GPU Worker (VLM2Vec + Qwen2-VL)
System Intent
- What this is: A FastAPI server that runs on an EC2 GPU instance and exposes two models — a visual embedding model for semantic video search and a captioning/generation model for scene description, NER, and triple extraction. It is the GPU-side counterpart to
VLM2VecClient and GPULLMClient.
Mermaid Diagram
flowchart TD
Caller["API Lambda / Ingest Lambda"] -->|POST /encode-video| EV["encode_video()"]
Caller -->|POST /encode-text| ET["encode_text()"]
Caller -->|POST /caption| CAP["caption()"]
Caller -->|POST /generate| GEN["generate()"]
Caller -->|GET /health| H["health()"]
EV --> EM["_embed_model\nQwen2-VL-2B-Instruct\n+ TIGER-Lab/VLM2Vec-Qwen2VL-2B LoRA"]
ET --> EM
CAP --> CM["_caption_model\nQwen/Qwen2-VL-7B-Instruct"]
GEN --> CM
EM -->|1536-dim float vector| Out1["EmbeddingResponse"]

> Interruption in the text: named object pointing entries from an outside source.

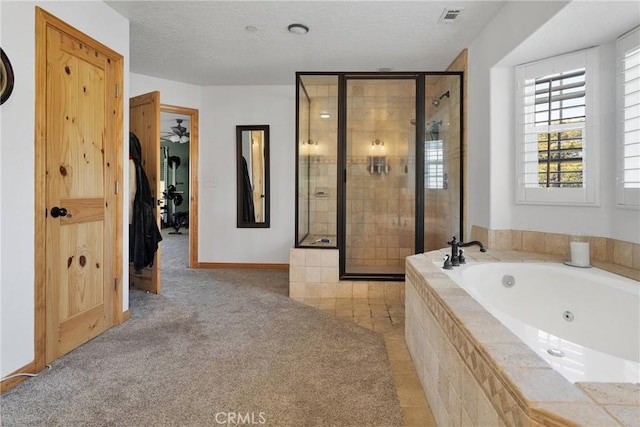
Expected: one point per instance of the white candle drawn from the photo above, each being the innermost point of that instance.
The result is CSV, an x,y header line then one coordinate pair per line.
x,y
580,253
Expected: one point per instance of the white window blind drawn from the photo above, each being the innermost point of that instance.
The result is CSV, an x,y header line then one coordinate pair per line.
x,y
629,118
556,101
434,165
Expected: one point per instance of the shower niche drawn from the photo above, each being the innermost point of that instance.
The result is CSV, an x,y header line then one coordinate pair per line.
x,y
378,172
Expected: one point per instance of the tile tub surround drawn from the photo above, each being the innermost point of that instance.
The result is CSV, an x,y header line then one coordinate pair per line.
x,y
313,273
474,371
616,256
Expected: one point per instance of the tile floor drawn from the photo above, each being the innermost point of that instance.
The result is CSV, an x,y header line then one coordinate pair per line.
x,y
386,316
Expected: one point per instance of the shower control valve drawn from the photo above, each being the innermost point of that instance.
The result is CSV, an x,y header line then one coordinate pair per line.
x,y
447,263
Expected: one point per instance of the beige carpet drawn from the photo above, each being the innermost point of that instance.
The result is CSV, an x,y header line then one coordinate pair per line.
x,y
218,347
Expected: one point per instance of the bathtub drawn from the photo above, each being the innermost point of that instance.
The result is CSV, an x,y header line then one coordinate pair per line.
x,y
585,322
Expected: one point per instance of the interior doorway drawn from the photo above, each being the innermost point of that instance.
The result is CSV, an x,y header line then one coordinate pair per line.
x,y
179,174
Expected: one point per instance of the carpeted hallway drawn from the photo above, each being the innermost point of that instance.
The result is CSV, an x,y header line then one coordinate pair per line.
x,y
217,347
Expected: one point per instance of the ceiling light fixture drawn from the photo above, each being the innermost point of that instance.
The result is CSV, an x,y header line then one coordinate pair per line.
x,y
298,29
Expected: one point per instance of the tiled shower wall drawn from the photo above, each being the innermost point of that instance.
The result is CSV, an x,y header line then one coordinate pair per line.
x,y
380,219
322,154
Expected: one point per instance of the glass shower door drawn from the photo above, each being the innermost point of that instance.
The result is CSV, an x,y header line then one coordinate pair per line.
x,y
379,192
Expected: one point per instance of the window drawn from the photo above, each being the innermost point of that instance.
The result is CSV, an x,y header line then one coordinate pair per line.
x,y
557,140
433,165
629,119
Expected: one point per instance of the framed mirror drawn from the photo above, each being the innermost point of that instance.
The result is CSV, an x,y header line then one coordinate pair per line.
x,y
252,155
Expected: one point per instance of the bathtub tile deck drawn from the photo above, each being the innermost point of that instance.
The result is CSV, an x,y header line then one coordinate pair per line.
x,y
612,393
513,380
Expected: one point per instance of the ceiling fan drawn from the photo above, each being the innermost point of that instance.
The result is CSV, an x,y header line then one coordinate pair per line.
x,y
178,133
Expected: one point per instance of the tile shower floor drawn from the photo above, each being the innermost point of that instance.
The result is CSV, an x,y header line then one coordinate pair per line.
x,y
386,316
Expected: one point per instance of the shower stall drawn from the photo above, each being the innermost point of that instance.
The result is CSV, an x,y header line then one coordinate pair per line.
x,y
379,167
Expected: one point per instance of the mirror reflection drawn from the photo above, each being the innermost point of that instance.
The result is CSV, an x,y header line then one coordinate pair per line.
x,y
252,146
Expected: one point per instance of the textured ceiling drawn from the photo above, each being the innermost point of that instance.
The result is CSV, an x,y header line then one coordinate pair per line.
x,y
206,42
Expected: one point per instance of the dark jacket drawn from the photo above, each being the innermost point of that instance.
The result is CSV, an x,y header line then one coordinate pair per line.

CM -->|text| Out2["CaptionResponse / GenerateResponse"]
Flows
Flow: load_models
- Core files:
main/server/worldmm/gpu_worker/server.py
Types
(no HTTP types — called internally at startup)
Paths
| path | input | output | path-type | notes |
load_models.success | — | models in globals | happy path | logs GPU memory used |
load_models.cuda-oom | — | OOM error | error | requires g5.xlarge (24 GB VRAM) |
Pseudocode
load Qwen/Qwen2-VL-7B-Instruct → _caption_model (fp16, device_map=auto)
load Qwen/Qwen2-VL-2B-Instruct base → base_2b (fp16, device_map=auto)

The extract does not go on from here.